Examples: algorithmic optimisations, specialised data structures, any other significant efficiency optimisations, alternative or enhanced algorithms beyond those discussed in class, or any other significant ideas you have incorporated from your independent research.
- Supporting work: Have you completed any other work to assist you in the process of developing your game-playing program?
Examples: developing additional programs or tools to help you understand the game or your program’s behaviour, or scripts or modifications to the provided driver program to help you more thoroughly compare different versions of your program or strategy.

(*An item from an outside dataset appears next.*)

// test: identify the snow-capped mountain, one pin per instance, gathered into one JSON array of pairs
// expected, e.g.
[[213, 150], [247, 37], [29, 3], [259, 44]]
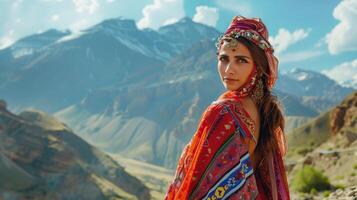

You should focus on making your writing succinct and getting the level of detail right. The appropriate length for your report will depend on the extent of your work and so aiming for succinct writing will be more appropriate than aiming for a specific word or page count.
For example, there’s probably no need to present detailed code inside your report. Moreover, there’s no need to re-explain ideas we have discussed in class (and if you have applied a technique or idea that you think we may not be familiar with, then it would be appropriate to write a brief summary of the idea and provide a reference through which we can obtain more information).
3.2 Report constraints
While the structure and contents of your report are flexible, your report must satisfy the following constraints:
- Your report must not be longer than 6 pages (excluding references, if any).
- Your report can be written using any means but must be submitted as a PDF document.